Our results align with sentiment in prior literature that splinting and corticosteroid injections are commonly used conservative measures, but definitive management is often only achieved through CTR surgery.1–3,6,7 Our reported rate of symptom improvement after corticosteroid injection of 70% is consistent earlier studies that describe short-term relief but limited long-term durability of benefit.2 Similarly, the 95% surgical cure rate found in our cohort reflects the well-established effectiveness of CTR in providing durable symptom resolution.6,7 The high rate of surgical success, paired with the relatively low effectiveness of injections and other conservative measures, underscores the importance of aligning patient expectations regarding the limited role of conservative management.
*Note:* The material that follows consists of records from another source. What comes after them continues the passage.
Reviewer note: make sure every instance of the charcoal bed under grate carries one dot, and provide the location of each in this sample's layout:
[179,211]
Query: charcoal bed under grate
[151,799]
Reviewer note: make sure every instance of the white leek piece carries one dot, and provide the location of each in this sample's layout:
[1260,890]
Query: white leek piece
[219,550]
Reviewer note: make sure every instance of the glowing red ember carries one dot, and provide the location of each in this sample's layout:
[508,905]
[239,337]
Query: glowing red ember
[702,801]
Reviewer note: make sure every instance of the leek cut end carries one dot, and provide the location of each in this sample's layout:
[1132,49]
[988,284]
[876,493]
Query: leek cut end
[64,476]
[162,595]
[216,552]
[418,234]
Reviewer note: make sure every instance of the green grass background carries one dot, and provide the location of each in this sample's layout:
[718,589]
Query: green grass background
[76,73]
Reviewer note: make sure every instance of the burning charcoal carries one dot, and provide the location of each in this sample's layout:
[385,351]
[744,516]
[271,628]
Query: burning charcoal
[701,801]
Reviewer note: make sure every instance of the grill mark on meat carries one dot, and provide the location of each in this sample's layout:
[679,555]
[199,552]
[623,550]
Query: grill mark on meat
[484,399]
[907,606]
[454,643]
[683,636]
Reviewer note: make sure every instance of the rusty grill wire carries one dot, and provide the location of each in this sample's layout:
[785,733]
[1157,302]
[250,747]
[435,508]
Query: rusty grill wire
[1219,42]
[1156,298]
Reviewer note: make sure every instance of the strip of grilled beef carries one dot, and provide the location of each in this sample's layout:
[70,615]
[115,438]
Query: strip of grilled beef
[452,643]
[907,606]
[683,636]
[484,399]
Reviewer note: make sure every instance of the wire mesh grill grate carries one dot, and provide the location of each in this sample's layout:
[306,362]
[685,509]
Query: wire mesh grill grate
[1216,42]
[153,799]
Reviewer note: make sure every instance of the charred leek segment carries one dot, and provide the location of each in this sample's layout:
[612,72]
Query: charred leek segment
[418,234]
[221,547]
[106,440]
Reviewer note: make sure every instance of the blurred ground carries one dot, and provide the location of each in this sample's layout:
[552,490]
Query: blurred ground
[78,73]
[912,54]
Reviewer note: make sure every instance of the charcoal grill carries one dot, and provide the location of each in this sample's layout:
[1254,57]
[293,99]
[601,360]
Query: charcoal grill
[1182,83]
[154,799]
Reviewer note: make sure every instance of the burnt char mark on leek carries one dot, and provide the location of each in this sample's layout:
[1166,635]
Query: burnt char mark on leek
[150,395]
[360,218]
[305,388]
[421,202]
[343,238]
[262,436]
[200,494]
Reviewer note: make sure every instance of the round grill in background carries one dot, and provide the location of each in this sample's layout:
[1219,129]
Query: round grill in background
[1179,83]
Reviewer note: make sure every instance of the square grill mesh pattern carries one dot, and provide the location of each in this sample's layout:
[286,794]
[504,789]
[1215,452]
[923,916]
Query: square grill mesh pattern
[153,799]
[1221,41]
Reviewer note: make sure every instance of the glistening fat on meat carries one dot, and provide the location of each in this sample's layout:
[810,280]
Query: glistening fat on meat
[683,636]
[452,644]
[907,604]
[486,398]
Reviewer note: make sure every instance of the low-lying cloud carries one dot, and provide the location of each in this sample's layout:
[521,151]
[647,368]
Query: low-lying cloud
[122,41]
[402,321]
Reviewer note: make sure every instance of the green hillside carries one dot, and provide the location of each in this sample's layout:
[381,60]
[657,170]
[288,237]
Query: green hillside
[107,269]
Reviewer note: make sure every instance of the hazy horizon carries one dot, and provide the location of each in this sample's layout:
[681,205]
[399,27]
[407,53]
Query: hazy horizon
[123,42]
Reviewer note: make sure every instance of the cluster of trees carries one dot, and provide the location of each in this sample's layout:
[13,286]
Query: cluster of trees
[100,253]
Interestingly, the median time from diagnosis to surgery in our cohort exceeded 140 days, with a wide variability across patients as represented by a mean time above 370 days. This likely reflects the heterogenous presentation of CTS and the use of initial conservative trials but may also highlight system-level factors such as referral process or access to specialty departments like hand surgery. A prior study demonstrated that patients with a shorter duration of preoperative symptoms, defined as less than six months, experience faster and more complete recovery compared to those whose symptoms persist beyond a year.10 Although the median time to surgery in our cohort aligns with this window, the longer mean time to surgery suggests that a subset of patients experienced delayed intervention. This underscores the need for a more standardized and streamlined referral and follow-up pathway to ensure timely surgical evaluation.
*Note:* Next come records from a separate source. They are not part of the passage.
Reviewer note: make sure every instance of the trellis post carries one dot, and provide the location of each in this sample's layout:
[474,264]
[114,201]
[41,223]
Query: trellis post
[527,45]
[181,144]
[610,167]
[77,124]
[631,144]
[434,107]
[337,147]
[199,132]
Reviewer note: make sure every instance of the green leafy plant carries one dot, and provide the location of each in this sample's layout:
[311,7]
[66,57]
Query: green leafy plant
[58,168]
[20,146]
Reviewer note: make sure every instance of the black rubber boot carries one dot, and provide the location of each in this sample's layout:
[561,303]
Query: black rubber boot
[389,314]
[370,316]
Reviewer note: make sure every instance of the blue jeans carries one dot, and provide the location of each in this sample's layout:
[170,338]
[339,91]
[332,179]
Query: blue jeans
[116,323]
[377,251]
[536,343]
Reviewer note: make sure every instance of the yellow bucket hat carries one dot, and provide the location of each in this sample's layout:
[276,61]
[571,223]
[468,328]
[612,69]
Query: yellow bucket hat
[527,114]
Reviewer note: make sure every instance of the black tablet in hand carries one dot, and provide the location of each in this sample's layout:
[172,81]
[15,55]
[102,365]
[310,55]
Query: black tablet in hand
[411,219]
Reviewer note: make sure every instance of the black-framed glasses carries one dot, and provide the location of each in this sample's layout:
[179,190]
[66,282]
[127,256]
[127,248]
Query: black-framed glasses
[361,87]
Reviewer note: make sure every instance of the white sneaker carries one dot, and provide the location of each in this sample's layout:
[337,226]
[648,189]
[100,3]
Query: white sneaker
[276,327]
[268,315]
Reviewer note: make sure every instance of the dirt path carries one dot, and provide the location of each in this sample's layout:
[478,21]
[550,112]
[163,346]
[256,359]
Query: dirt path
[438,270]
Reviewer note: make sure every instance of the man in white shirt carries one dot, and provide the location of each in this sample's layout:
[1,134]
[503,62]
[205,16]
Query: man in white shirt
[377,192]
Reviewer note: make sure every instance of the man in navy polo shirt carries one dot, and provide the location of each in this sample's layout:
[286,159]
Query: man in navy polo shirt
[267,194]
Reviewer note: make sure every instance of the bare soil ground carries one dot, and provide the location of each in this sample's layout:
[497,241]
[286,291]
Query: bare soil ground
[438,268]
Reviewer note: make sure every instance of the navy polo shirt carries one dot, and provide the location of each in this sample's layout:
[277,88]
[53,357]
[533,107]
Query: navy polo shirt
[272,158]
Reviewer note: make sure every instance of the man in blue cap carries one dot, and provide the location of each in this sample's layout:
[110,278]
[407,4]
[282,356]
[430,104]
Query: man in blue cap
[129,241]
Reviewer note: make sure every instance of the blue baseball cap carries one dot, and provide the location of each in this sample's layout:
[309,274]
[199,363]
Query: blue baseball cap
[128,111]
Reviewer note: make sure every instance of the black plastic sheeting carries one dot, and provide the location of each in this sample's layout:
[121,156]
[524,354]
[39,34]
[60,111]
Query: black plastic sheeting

From an institutional perspective, our findings provide a baseline characterization of CTS management at Carle Health. Monitoring such patterns over time is valuable for identifying changes and shifts in practice, ensuring adherence to evidence-based guidelines, and highlighting areas for improvement such as documentation consistency and follow-up visits. For example, over 25% of patients who underwent surgery did not complete post-operative follow-up. This gap may hinder comprehensive outcomes tracking and opportunities for patient education. Future studies across longer time periods or including data from other medical centers could assess whether these trends have persisted longer than this study’s time period or across different practice settings.
Limitations
This study has several important limitations. First, the sample size was modest and limited the power to detect small differences between groups – overall restricting our ability to perform multivariable modeling. As a result, statistical comparisons were exploratory; findings should be interpreted with caution. Second, the accuracy of data extraction was limited by documentation practices within Epic. In some cases, diagnoses or procedures such as CTS or CTR were not explicitly coded into the chart and only mentioned in notes, increasing the risk of under-reporting. Third, outcomes such as symptom improvement were derived from provider notes rather than standardized patient-measures, introducing subjectivity. Finally, this project was initially designed to determine the rates and effectiveness of corticosteroid injections and CTR in CTS patients with and without arteriovenous fistulas for hemodialysis access. However, insufficient data necessitated changing the scope of the study to the broader CTS population and general trends.
Conclusions
In summary, this retrospective chart review characterizes real-world management of CTS at a single institution over a five-year period. We observed stable utilization of conservative and surgical therapies, high rates of surgical success, and substantial variability in timing to intervention, without significant changes across years. Importantly, our study has a small sample size that limited statistical comparison, so all findings should be interpreted with caution. These results provide a benchmark for institutional practice and uncover opportunities for quality improvement, especially in documentation and post-operative follow-up. Larger, multi-center studies with standardized outcomes can confirm these findings and help give a better understanding of the evolving trends in CTS care.